The accepted aesthetic of "clean streets" speaks to a class-based division of interest. The impression of cleanliness and legitimacy might make for guilt-free picnicking, but the distinction between "using the park" and "loitering in it" looks an awful lot like a distinction between "buying something" and "taking up space." Nobody is expected to ask the people who live or work on the streets, who are arguably more invested than anyone in the use of public space, what they want to see "cleaned up."

The ban on social services in the downtown core that Bratina threatens has also been framed as an access issue.

But the debate begs a more fundamental question: why are some services considered more legitimate than others?

If junkies, bums, perverts and welfare users were considered members of the public, mightn't the bingo hall, the porn theatre, the shelters and the methadone clinic -- all thriving downtown businesses -- be considered legitimately in service of the public interest? And if they were serving our public interest, why would we want to remove them?

A recent article in The Spectator also raised concerns over the police's power to stop "antisocial" behaviour.

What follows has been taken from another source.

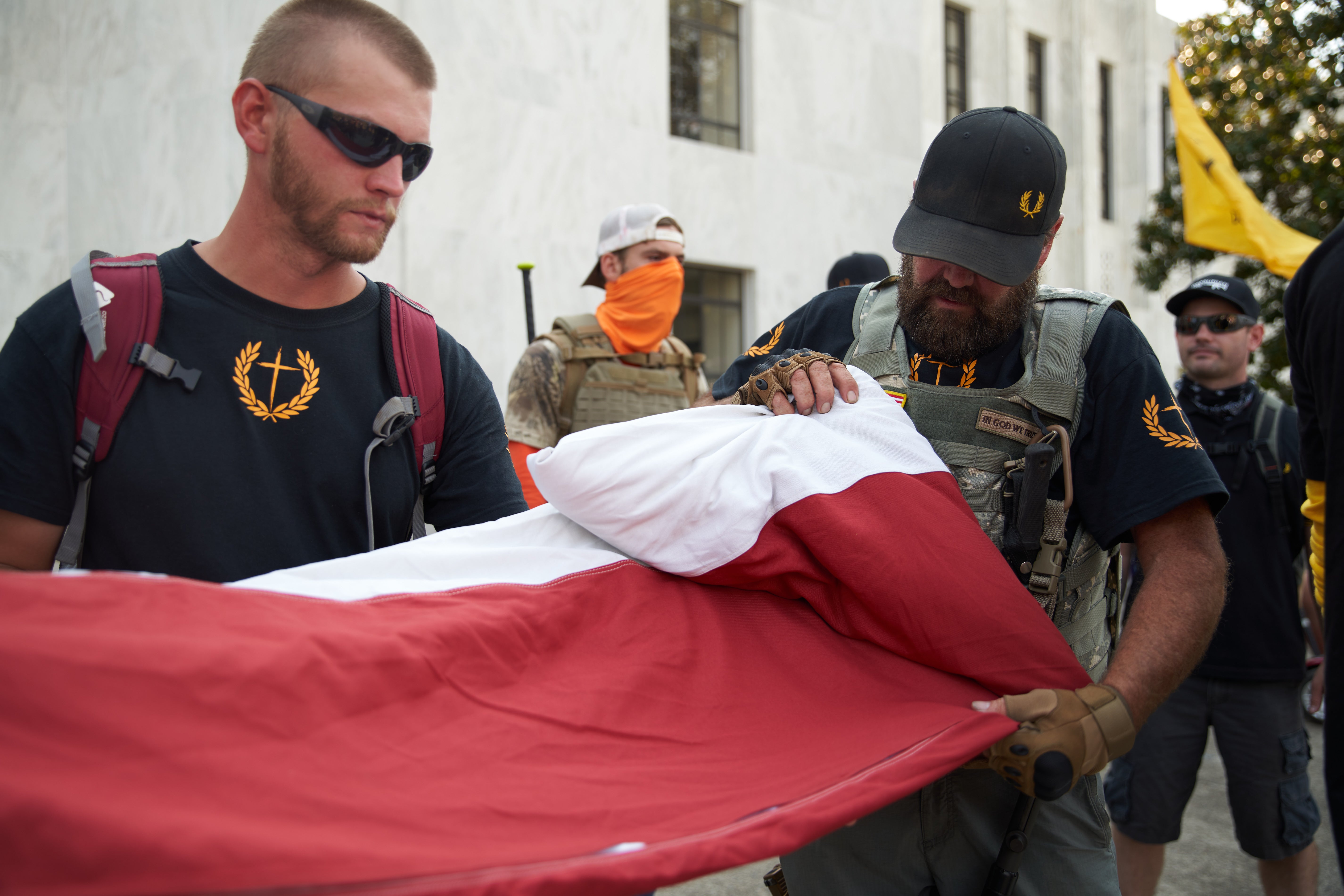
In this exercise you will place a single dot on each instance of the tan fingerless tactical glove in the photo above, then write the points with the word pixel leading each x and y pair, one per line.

Such comments may be disguised as neutral concern for public interest, but membership in the public body is strictly limited. People who look threatening, or whose behaviour offends "public" morals are the targets of anti-loitering and similar "clean-up" bylaws.

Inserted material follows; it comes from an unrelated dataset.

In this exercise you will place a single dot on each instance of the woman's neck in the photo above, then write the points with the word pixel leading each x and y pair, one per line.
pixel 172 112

This means people who don't have the money it takes to look "clean," people with psychiatric disabilities, youth, people whose sexualities are "controversial," such as queer and trans folks and sex workers, racialized people and Aboriginal people -- people who are traditionally poorer, more visible, less likely to be consumers, who have fewer places to go and who are more likely to be called offensive.

So we're talking about making people into criminals based on income, ability, sexuality, gender and race.

We're talking about removing them from wherever they call home and denying them access to necessary services.

But we're also talking about ownership and representation: the right to exist and to be acknowledged as a member of our society -- the right to be a resident, citizen, constituent, and person. A stakeholder.

Displacing and criminalizing some people and removing them from our understanding of "the public" makes everyone's citizenship dependent on a willingness and ability to participate in a property and consumption-driven economy.

Maybe most of us are still represented by such a system, but thousands of Hamiltonians have been and will continue to be injured by the drive for clean streets, and those of us who never lose our homes or our freedoms aren't immune either: it dehumanizes us all.

Sarah Mann is an antipoverty advocate and community educator living and working in downtown Hamilton.